高齢者に対する運動介入の効果
参考文献
Di Lorito C, Long A, Byrne A, Harwood RH, Gladman JRF, Schneider S, Logan P, Bosco A, van der Wardt V. Exercise interventions for older adults: A systematic review of meta-analyses. J Sport Health Sci. 2021; 10: 29-47. doi: 10.1016/j.jshs.2020.06.003.
高齢者に対する運動介入:メタアナリシスの系統的レビュー
とりあえず内容を知りたい方はここ(論文の要約)
この研究の目的は、以下のようにまとめて記載されています。
高齢者に対する運動介入の特徴を報告する。
さまざまな介入特性 (種類や期間など) を通じてどの結果パラメータが大幅に改善されたかを調査する。
結果パラメータの最大の改善につながる介入を特定し、ランク付けする。
7つの主要なデータベースを使用し、65歳以上の高齢者(または平均年齢70歳以上)を対象とした運動介入研究のメタアナリシスで、効果量が算出されているものを抽出しています。
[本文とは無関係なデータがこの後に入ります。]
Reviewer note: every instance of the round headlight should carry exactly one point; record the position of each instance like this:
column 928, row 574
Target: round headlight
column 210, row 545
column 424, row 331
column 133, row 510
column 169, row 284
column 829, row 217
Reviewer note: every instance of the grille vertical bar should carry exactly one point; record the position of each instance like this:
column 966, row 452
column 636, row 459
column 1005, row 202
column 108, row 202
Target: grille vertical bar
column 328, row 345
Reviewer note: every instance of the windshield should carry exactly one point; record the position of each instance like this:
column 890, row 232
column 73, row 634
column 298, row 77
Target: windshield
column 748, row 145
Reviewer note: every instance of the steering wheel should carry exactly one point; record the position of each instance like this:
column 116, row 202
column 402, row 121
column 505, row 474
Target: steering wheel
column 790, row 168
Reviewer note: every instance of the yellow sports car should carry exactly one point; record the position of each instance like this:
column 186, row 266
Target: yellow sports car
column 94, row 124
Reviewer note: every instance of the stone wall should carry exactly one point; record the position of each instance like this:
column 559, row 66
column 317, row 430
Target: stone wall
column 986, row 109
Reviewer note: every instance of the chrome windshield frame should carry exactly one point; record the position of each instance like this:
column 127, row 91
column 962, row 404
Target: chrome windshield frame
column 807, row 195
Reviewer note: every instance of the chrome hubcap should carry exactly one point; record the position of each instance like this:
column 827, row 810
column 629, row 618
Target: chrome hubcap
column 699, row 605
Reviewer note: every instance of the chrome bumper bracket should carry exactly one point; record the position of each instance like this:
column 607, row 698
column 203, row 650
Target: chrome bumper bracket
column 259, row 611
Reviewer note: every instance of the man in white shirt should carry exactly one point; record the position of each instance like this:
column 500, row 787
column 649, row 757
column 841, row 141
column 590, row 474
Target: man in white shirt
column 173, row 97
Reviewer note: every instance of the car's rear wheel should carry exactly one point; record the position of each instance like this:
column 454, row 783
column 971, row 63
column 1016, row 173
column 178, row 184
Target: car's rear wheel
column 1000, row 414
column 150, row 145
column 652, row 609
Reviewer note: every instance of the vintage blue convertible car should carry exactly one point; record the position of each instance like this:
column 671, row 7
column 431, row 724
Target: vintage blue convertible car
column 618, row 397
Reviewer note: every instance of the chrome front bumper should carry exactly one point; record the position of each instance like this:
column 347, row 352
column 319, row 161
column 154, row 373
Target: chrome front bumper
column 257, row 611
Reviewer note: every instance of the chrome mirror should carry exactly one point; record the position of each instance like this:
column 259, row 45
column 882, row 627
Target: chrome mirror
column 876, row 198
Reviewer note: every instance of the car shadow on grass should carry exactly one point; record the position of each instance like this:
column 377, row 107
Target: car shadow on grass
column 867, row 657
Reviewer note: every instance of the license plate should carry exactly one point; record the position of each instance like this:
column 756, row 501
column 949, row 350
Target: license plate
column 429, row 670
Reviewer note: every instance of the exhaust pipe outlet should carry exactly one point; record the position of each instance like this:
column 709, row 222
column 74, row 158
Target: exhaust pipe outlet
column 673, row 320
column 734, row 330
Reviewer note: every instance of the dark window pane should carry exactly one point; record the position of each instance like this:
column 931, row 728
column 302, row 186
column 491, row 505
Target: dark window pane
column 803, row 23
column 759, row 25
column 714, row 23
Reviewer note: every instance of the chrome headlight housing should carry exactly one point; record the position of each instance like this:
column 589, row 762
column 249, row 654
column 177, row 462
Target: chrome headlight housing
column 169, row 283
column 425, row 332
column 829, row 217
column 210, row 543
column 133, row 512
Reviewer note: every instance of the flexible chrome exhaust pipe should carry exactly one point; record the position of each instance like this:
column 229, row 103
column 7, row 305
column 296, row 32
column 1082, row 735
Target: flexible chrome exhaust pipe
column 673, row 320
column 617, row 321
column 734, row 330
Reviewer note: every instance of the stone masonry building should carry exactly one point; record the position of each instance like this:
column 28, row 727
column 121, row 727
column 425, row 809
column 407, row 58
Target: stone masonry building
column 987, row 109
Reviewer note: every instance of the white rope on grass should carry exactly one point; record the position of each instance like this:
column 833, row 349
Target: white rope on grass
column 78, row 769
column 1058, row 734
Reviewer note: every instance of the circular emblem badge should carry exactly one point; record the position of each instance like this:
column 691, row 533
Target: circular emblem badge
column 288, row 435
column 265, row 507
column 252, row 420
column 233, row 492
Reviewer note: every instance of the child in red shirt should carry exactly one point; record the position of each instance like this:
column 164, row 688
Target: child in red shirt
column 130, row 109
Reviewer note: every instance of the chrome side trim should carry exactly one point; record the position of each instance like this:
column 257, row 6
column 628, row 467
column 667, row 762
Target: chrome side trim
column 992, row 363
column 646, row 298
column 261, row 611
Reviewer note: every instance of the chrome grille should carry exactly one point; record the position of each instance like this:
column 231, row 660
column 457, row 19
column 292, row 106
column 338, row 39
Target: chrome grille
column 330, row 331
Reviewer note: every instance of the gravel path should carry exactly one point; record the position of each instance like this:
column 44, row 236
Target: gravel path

介入の種類は筋力トレーニング、有酸素運動、バランス練習、複合的運動(マルチモーダル)、その他の代替療法など多岐にわたっています。
最終的に、対象集団や設定に異質性を含む56件のメタアナリシスが解析の対象となりました。
解析の結果、目的とするアウトカムによって効果的な介入方法が異なることが示されました。
筋力の向上:レジスタンストレーニング+栄養補給
バランス能力の改善:監督下で行うマルチモーダル介入(複数の運動要素の組み合わせ)および全身振動療法
転倒リスクの低減:多様な運動を組み合わせたマルチモーダル介入
全般的な改善効果として、筋力トレーニング、太極拳などの瞑想的動作、および運動ベースのアクティブビデオゲームが高い有効性を示しました。
一方で、転倒による傷害の予防効果についてはエビデンスが一貫しておらず、環境調整など追加的な要素の影響が示唆されました。
結論として高齢者に対する運動介入は、改善したい機能や目的に応じて特異的に選択する必要があります。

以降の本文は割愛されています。